Ein Kommentar von Stadt-Redaktor Jürg Steiner zur eine Machbarkeitsstudie und Fusionsfahrplan von Bern und Ostermundigen.

Jürg Steiner@Guegi

Jahrzehntelang hatten nur die Bedenkenträger das Sagen. Wer in der Agglomeration Bern das Wort Fusion in den Mund nahm, argumentierte sich politisch ins Abseits – vor allem wenn er oder sie städtischer Herkunft war: Das rot-grüne Gespenst, das sich die Nachbarn einverleiben will – was für eine Anmassung.

Dann kam Alec. Der grüne Berner Stadtpräsident Alec von Graffenried, als erklärter Fusionsturbo eigentlich ein Schreckgespenst par excellence, versachlichte die Debatte mit einem Schlag. Dass Ostermundigen, ächzend unter finanzieller und sozialer Last, sich genau jetzt der Fusions­frage stellt, ist für von Graffenried ein Kuss der Geschichte. Was er daraus macht, muss er noch zeigen.

Jedoch: Die Regierungen von Bern und Ostermundigen haben sich uner­wartet rasch auf eine Roadmap Richtung Heirat verständigt, und die unbernische Entschlossenheit zeigt, dass von Graffenried gewillt ist, sich dem in dieser Frage zweifellos aufkommenden Gegenwind – aus Ostermundigen und aus Bern – zu stellen.

Eher unrealistisch scheint hingegen die leise Hoffnung, dass jetzt noch andere Agglo­gemeinden auf den Fusions­express aufspringen.
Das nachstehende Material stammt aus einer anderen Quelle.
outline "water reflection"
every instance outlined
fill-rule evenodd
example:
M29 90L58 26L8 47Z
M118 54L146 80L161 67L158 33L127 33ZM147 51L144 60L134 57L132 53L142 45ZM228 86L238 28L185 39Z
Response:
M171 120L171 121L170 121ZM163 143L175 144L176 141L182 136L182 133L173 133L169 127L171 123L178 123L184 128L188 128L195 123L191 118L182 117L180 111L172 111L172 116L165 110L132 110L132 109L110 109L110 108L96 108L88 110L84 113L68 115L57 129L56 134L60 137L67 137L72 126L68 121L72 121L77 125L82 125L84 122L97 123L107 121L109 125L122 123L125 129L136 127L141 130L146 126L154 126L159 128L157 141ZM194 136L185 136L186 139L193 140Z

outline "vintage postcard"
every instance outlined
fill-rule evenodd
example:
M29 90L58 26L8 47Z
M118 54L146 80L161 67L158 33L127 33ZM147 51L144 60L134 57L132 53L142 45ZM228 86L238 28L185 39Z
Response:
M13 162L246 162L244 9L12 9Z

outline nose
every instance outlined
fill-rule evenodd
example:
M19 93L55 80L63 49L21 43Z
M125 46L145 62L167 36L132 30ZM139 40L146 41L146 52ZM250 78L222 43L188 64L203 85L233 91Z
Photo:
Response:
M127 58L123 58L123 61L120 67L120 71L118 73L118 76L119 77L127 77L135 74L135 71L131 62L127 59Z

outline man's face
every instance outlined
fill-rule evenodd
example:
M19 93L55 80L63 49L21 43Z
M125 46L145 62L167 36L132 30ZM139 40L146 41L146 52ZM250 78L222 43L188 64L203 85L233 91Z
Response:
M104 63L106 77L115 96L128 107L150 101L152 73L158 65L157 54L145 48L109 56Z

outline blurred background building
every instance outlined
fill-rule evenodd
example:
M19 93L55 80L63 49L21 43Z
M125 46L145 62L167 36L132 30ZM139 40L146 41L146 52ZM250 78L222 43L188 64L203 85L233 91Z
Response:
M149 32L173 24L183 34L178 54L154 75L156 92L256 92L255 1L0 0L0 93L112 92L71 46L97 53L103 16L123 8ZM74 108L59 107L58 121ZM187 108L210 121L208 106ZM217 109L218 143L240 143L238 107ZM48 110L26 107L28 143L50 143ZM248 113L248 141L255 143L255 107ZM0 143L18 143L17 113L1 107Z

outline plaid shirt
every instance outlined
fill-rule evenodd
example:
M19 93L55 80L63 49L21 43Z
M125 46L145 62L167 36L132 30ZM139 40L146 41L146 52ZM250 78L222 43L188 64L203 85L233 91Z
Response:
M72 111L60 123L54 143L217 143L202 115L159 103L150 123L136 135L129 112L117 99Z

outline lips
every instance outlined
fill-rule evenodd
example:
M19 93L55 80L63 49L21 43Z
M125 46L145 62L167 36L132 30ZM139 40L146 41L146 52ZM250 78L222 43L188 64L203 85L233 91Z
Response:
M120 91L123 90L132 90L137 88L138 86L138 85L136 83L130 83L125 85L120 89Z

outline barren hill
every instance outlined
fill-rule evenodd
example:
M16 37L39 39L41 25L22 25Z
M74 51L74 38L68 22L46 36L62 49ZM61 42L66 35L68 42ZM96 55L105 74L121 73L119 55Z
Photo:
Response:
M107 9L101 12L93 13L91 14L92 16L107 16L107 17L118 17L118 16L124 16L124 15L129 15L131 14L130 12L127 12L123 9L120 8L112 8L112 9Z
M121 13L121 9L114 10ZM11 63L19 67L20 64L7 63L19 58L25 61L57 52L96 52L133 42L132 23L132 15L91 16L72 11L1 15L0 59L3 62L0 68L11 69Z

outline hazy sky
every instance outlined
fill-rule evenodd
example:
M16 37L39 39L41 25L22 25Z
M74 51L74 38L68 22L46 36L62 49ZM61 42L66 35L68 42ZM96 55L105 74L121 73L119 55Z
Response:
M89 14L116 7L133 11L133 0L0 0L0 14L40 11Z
Ostermundigens Hauptmotivation ist die Problemlast, und in Aussicht steht wohl sogar eine Steuerentlastung. Dass weitere Fusionen im urbanen Raum vor allem eine langfristige Investition in die nationale Stärkung Berns sein könnten, diese Idee weckt immer noch vor allem Bedenkenträger.